Why the Battle Over UK Baby Charlie Gard Has Spurred Outrage and World-Wide Prayer: Every Parent Should be Concerned
Alexandra Snyder : Jul 5, 2017
Life Legal Defense Foundation
Social engineering, political correctness and heavy-handed government control run amok.
(Napa, CA)—[Life Legal Defense Foundation] Ten-month old Charlie Gard has been sentenced to death by the highest courts in the UK for the crime of having been born with an extremely rare condition called mitochondrial depletion syndrome (MDS). Charlie is only one of 16 people ever known to have this disease. (Photo: Charlie with mom, Connie and dad, Chris/PA-Press Association/via The Sun UK)
When Charlie's parents learned that their son was sick, they searched for treatment and found a doctor in the U.S. willing to provide an experimental therapy that has been successful in similar cases. In a short time, Charlie's parents raised $1.5 million for Charlie's transport and treatment in America.
The hospital refused to release Charlie and instead filed a lawsuit so they could take Charlie off of the ventilator that is keeping him alive. The judges agreed with the hospital, ruling that Charlie should be made to die—with "dignity" of course.

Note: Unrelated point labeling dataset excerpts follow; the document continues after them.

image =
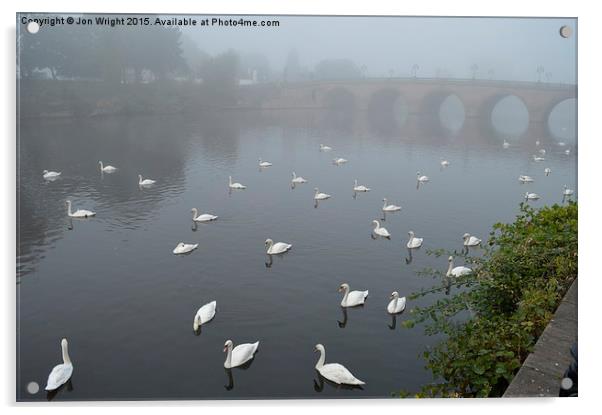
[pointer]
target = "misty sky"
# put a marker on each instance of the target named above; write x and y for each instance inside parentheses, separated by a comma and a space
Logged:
(512, 47)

The judge said Charlie shouldn't be made to "suffer," even though doctors could not produce a shred of evidence that Charlie was suffering. His parents, who spent thousands of hours with their son, testified that Charlie was not in pain. The judge, even as he commended Charlie's parents for their dedication, felt compelled to intervene in the case as the arbiter of Charlie's "best interest," which he determined to be the baby's death.
"Life Legal is appalled that a court of law would side with a hospital aggressively forbidding the loving parents of a sick baby to seek treatment that could have prolonged or even saved his life. What the judge in this case never bothered to consider is that the hospital's posturing against Charlie Gard's parents and the court's delay in adjudicating the case directly contributed to Charlie's decline," said Alexandra Snyder, Executive Director of the Life Legal Defense Foundation. "There is nothing dignified about a hospital holding a patient captive until he is unable to benefit from treatment that would not have cost the hospital a cent."
Life Legal has intervened in hundreds of cases involving the refusal to provide—or, as in this case, permit—life-sustaining treatment. What these cases reveal is alarming discrimination against the sick and disabled, who are sacrificed at the twin altars of utilitarianism and "death with dignity." We can only hope that Charlie Gard's case will serve as the catalyst for a long-overdue global conversation about what dignity actually entails.